Спасение, как казалось наивному Пане, он нашел в том, чтобы по возможности чаще комментировать свои действия, особенно мелкие и якобы выдававшие в нем то, что он сам мог пропустить, если бы был, что называется, бессознательным существом. Чаще всего эти комментарии сводились к самоиронии или театрализованной рефлексии – одним словом, к попытке сломать четвертую стену, отлепиться от своей роли, в которую его впрягают страхи, личные интересы, самомнения и прочий грим.
В этом всем, на первый взгляд, открывался широкий простор для духовного роста, самосовершенствования, но на практике Паня просто пытался договориться со своей совестью, при этом не имея веских доводов, почему она должна грызть не его, а кого-то еще, – и порой он как бы размельчался до какого-то совсем уж смешного метания между кинематографической позой и жизненной прозой. И всегда из этого надрыва, как из гейзера, исторгались смех, сарказм и другие попытки обесценивания действительности. Очень для Пани тяжелые, изнурительные, но так ему нужные.

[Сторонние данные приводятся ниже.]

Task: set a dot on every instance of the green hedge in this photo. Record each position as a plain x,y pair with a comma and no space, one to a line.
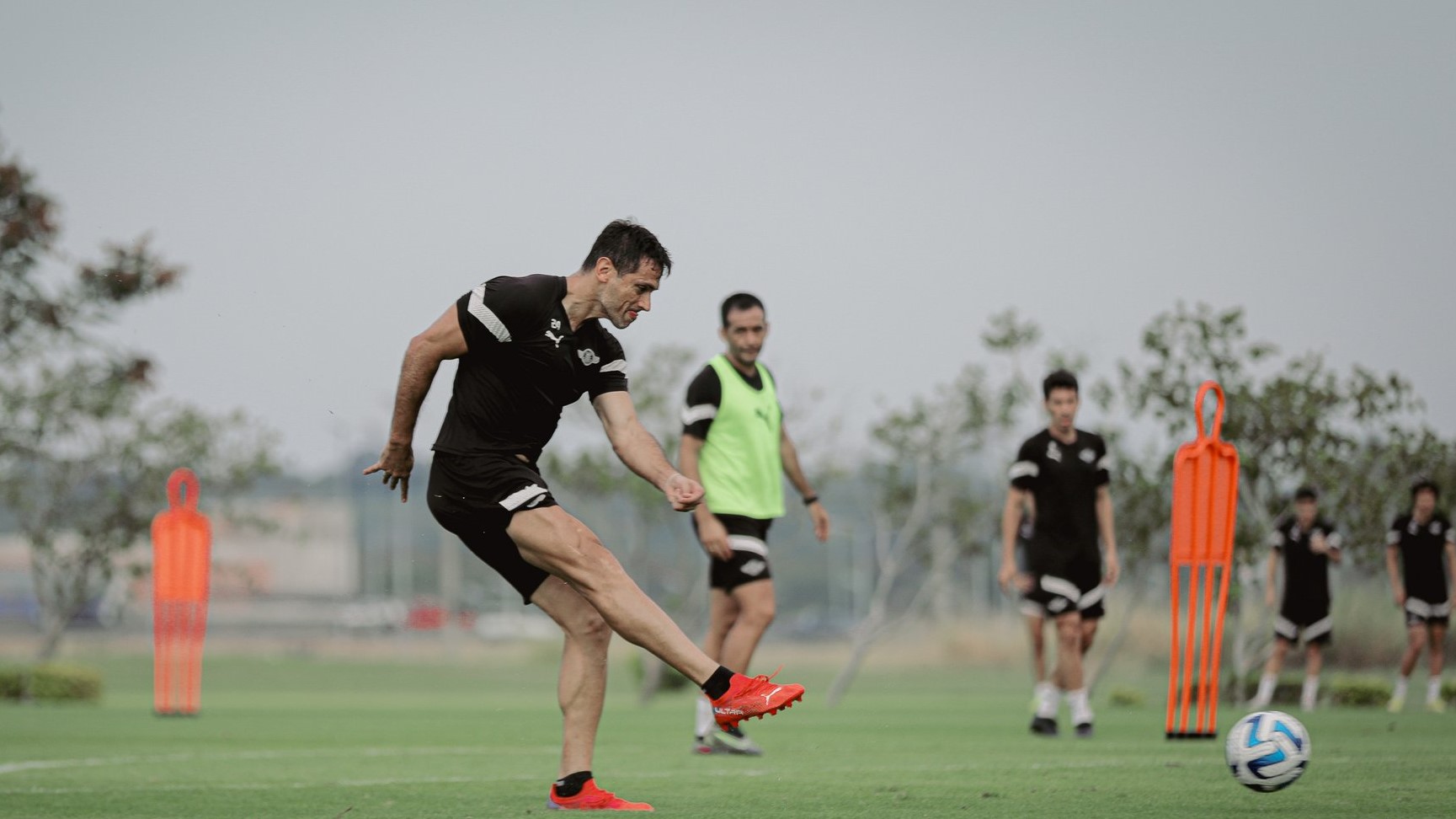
50,682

Когда в переходе на него шел зловонный бомж и просил мелочи, а Паня был в компании друзей, он старался быть оригинальным в ответах, называя бродягу братом, хоть того следующей же ночью мог убить мороз, а Паня бы ничего об этом не узнал. Когда школьный охранник громко орал своим хриплым от жира и сигарет голосом на него или на его друзей, он выжимал из себя насмешливую улыбку. Когда надо было просто опустить голову и стерпеть, Паня всегда искал лазейку для потешки, пока его самого или кого-то из близких, извините, не замешивало. Тогда он уже начинал корчить серьезность, озабоченность и участие, которые тоже, конечно, ничего общего с правдой не имели и давались Пане с немалым актерским усилием.
Да, Паня действительно считал себя особенным, но эти мысли о собственной исключительности были чем-то вроде поплавка, растворяющегося в утреннем тумане над водой. Неопределенные, незаконченные. Паня просто знал, что эта исключительность есть, раз леска куда-то тянется. Но иногда туман рассеивался, и тогда Паня просто не понимал, что он видит перед собой, или понимал, но не признавался в этом даже самому себе. И сейчас был как раз тот самый случай.
– Извините, а что я сделал не так?
– Ты зачем-то думал о пальцах, о том, как ты на них смотришь, тогда как на них надо было просто смотреть. И все. Как ни странно, чтобы просто смотреть, нужны годы практики, люди в монастыри уходят, чтобы овладеть должным самоконтролем, – говорил фокусник. – Но начать можно с самого простого – с вопроса, который я тебе сейчас задам.
Теперь уже Паня был белым кроликом, а мужчины в стороне – ухмыляющейся публикой.
– Готов?
– Да, – не совсем честно ответил Паня.
– Кто ты?
– Я?.. я Пантелеймон… То есть Паня.
– Нет, это твое имя. Кто ты? – вопрос звучал, как диктофонная запись, воспроизведенная по-новой.
– Ладно, я ученик, музыкант, начинающий писатель, – ответил Паня, немного смущаясь громкости этих статусов, и оттого говоря с некоторым нажимом.
– Мило, конечно, но все это – род твоей деятельности.
– Человек! – терял терпение Паня.
– Биологический вид. Так кто же ты?
Паня знал, что сейчас его звездный час. Казалось, разбить противника было так просто, словно он каждый день только этим и занимался и имел в этом даже излишнее мастерство. Но вот это «легко в бою» оказалось настолько легким, что взять верх в этой схватке мешала исключительно какая-то вселенская подлость, сующая свой измазанный дегтем нос в особенно большие бочки с медом. Все это до боли напоминало видео с качком в раздевалке, где тому припечатывают к спине дилдо на присоске, а он, качок, настолько мускулистый, что не может до него дотянуться.
Паня взял передышку, чтобы зайти с нового фланга.